From 2ca86714703f81f9dd5dfb31f8d97a8a0089634d Mon Sep 17 00:00:00 2001
From: Johan Herland <johan@herland.net>
Date: Tue, 12 Apr 2011 11:24:34 +0200
Subject: [PATCH 4/4] --dirstat: In case of renames, use target filename
 instead of source filename

This changes --dirstat analysis to count "damage" toward the target filename,
rather than the source filename.
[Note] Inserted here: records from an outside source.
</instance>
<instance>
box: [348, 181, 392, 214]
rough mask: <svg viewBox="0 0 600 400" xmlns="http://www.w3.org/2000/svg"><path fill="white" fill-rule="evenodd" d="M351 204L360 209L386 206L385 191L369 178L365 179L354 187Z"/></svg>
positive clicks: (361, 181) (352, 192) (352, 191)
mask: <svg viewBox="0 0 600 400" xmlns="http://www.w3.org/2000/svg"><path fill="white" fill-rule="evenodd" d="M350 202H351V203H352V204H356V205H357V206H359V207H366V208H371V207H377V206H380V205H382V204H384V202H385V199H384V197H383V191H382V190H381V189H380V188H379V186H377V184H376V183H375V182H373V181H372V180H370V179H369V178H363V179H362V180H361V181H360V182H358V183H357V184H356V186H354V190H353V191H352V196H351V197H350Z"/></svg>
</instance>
For renames within a directory, this won't
matter to the final output, but when moving files between diretories, the
output now lists the target directory rather than the source directory.

Signed-off-by: Johan Herland <johan@herland.net>
Acked-by: Linus Torvalds <torvalds@linux-foundation.org>
Signed-off-by: Junio C Hamano <gitster@pobox.com>
---
 diff.c | 2 +-
 1 file changed, 1 insertion(+), 1 deletion(-)

diff --git a/diff.c b/diff.c
index 1f44cb42373..abd9cd5f33d 100644
--- a/diff.c
+++ b/diff.c
@@ -1541,7 +1541,7 @@ static void show_dirstat(struct diff_options *options)
 		unsigned long copied, added, damage;
 		int content_changed;
 
-		name = p->one->path ? p->one->path : p->two->path;
+		name = p->two->path ? p->two->path : p->one->path;
 
 		if (p->one->sha1_valid && p->two->sha1_valid)
 			content_changed = hashcmp(p->one->sha1, p->two->sha1);